In previous studies, Asifa Akhtar's lab was able to detect MOF and several of its protein partners in mitochondria. However, the precise impact of MOF's enzymatic activity on mitochondrial function and cellular metabolism remained unknown.

"The observation that MOF was localized outside the nucleus spurred our further interest to explore what this acetyltransferase does to mitochondrial proteins and to study protein acetylation as a broader phenomenon in mitochondria," says Sukanya Guhathakurta, first author of the study.

Protein acetylation beyond histone proteins

Now, a collaboration between Asifa Akhtar's team and the groups of Thomas Becker (Uni Bonn), and Nikolaus Pfanner (Uni Freiburg and CIBSS) found a pivotal role for MOF in regulating mitochondrial physiology and function.

"In our studies in mice, we identified a unique set of mitochondrial proteins that undergo a change in acetylation status upon loss of MOF and its associated complex members, leading to a cascade of mitochondrial defects, including fragmentation and reduced cristae density, and impaired oxidative phosphorylation," says Guhathakurta.

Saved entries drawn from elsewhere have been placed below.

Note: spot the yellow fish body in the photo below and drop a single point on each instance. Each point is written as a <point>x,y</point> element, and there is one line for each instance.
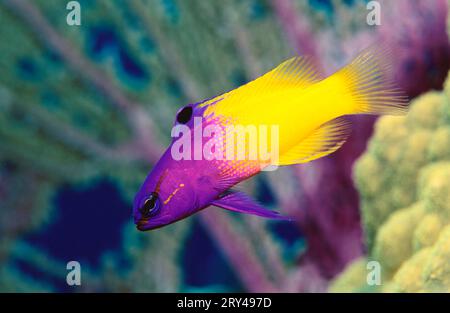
<point>309,108</point>
<point>309,113</point>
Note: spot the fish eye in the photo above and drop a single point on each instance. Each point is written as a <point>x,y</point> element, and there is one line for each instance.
<point>184,115</point>
<point>151,205</point>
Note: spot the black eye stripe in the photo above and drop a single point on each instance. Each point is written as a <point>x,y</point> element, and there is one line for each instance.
<point>150,205</point>
<point>184,115</point>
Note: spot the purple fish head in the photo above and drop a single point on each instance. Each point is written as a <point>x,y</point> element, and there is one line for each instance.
<point>166,196</point>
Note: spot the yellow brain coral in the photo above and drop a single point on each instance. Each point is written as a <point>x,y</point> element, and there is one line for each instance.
<point>404,184</point>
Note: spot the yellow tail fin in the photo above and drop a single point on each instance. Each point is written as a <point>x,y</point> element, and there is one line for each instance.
<point>368,79</point>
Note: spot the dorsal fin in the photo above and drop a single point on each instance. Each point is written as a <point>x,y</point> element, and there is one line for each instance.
<point>324,140</point>
<point>299,72</point>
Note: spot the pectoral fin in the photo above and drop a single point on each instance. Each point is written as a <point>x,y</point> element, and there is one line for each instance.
<point>239,202</point>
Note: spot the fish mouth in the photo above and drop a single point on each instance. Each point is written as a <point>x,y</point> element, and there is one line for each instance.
<point>140,225</point>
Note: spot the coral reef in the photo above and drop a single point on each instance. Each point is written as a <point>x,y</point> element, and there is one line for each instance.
<point>404,181</point>
<point>83,103</point>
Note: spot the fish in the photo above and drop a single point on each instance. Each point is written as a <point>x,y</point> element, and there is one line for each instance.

Mitochondrial function is essential for cellular energy production and many physiological processes. Dysregulation of mitochondrial physiology and function has been implicated in several diseases such as cancer, heart failure and neurodegenerative disorders.

Very little is known about how acetylation of mitochondrial proteins alters their biochemical properties and functional consequences. The Freiburg team shows that COX17 is an important target of MOF-mediated acetylation. COX17 helps put together a crucial part of the energy-production process in mitochondria, called complex IV. This complex is vital for producing energy through oxidative phosphorylation in cells.

"We show that acetylation of COX17 stimulates its function, highlighting the importance of protein acetylation in regulating oxidative phosphorylation, whereas loss of its acetylation impairs it, demonstrating an unprecedented gain of function via acetylation of a mitochondrial protein. This represents a significant leap forward in our understanding of how epigenetic regulators such as MOF affect cellular metabolism," says Asifa Akhtar.

Patients with mutations in MOF exhibit mitochondrial defects

The implications of this discovery are far-reaching, suggesting that the balance of protein acetylation in mitochondria may be a critical factor in protecting cells from metabolic catastrophe.

This novel insight challenges conventional thinking about the role of epigenetic factors and their impact on cellular function. However, the research not only deepens our understanding of mitochondrial biology. It also sheds light on molecular pathways driving pathologies in a developmental disorder, which may help pave the way for potential therapeutic interventions in the future.

The team extended their findings in mice to human patients harboring mutations in the coding sequence of the MOF gene. The patients suffer from global developmental delay, intellectual disability, epilepsy, and other developmental anomalies.

"We were very excited to see that we were able to partially reverse the respiratory defects in patient-derived fibroblasts with the acetylation-mimetic COX17 or the mitochondrial pool of MOF," says Sukanya Guhathakurta about the cell culture experiments they did with the patients' material.

The Freiburg researchers are convinced that these findings could attract the interest of medical researchers. Mitochondrial dysfunction is known to contribute to a class of diseases, and this study reveals a potentially important link between mitochondrial dysfunction and developmental disorders.